In closing, here is a slightly more complicated tool that acts as a
"traffic meter" and triggers a callback if a certain traffic threshold is
exceeded within a certain time frame.  It should probably launch its own
watchdog thread that actually checks the log and triggers the alerts rather
than waiting on a request to do so, but I wanted to
keep it simple for the purpose of example::

    # traffictool.py
    import time

    import cherrypy


    class TrafficAlert(cherrypy.Tool):
        
        def __init__(self, listclass=list):
            """Initialize the TrafficAlert Tool with the given listclass."""

            # A ring buffer subclass of list would probably be a more robust
            # choice than a standard Python list.
            
            self._point = "on_start_resource"
            self._name = None
            self._priority = 50
            # set the args of self.callable as attributes on self
            self._setargs()
            # a log for storing our per-path traffic data
            self._log = {}
            # a history of the last alert for a given path
            self._history = {}
            self.__doc__ = self.callable.__doc__
            self._struct = listclass
            
        def log_hit(self, path):
            """Log the time of a hit to a unique sublog for the path."""
            log = self._log.setdefault(path, self._struct())
            log.append(time.time())

        def last_alert(self, path):
            """Returns the time of the last alert for path."""
            return self._history.get(path, 0)
        
        def check_alert(self, path, window, threshhold, delay, callback=None):
            # set the bar
            now = time.time()
            bar = now - window
            hits = [t for t in self._log[path] if t > bar]
            num_hits = len(hits)
            if num_hits > threshhold:
                if self.last_alert(path) + delay < now:
                    self._history[path] = now
                    if callback:
                        callback(path, window, threshhold, num_hits)
                    else:
                        msg = '%s - %s hits within the last %s seconds.'
                        msg = msg % (path, num_hits, window)
                        cherrypy.log.error(msg, 'TRAFFIC')
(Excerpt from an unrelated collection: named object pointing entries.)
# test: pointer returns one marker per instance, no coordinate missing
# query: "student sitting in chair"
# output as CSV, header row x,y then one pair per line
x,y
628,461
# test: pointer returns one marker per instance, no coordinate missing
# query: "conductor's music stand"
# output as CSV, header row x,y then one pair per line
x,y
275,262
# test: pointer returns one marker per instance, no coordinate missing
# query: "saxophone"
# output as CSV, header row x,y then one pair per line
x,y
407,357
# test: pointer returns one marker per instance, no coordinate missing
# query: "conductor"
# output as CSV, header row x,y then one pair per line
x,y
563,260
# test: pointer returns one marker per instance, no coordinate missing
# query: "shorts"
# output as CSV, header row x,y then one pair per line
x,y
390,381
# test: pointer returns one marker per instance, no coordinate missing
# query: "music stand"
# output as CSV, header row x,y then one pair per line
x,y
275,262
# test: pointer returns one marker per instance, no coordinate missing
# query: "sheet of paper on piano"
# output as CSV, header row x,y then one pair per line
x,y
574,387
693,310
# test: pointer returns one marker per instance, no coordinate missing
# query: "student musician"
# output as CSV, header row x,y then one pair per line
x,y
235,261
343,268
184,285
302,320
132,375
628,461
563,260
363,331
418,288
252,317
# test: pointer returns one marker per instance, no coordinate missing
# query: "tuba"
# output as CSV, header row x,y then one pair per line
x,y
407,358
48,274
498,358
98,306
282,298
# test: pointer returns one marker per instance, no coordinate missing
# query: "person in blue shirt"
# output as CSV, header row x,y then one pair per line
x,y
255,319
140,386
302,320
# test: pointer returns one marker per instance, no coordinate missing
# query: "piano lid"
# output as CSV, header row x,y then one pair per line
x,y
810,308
        def callable(self, window=60, threshhold=100, delay=30, callback=None):
            """Alert when traffic thresholds are exceeded.

            window: the time frame within which the threshhold applies
            threshhold: the number of hits within the window that will trigger
                        an alert
            delay: the delay between alerts
            callback: a callback that accepts(path, window, threshhold, num_hits)
            """
            
            path = cherrypy.request.path_info
            self.log_hit(path)
            self.check_alert(path, window, threshhold, delay, callback)


    cherrypy.tools.traffic_alert = TrafficAlert()

    if __name__ == '__main__':
        class Root(object):
            @cherrypy.expose
            def index(self):
                return "Hi!!"

            @cherrypy.expose
            @cherrypy.tools.traffic_alert(threshhold=5)
            def popular(self):
                return "A popular page."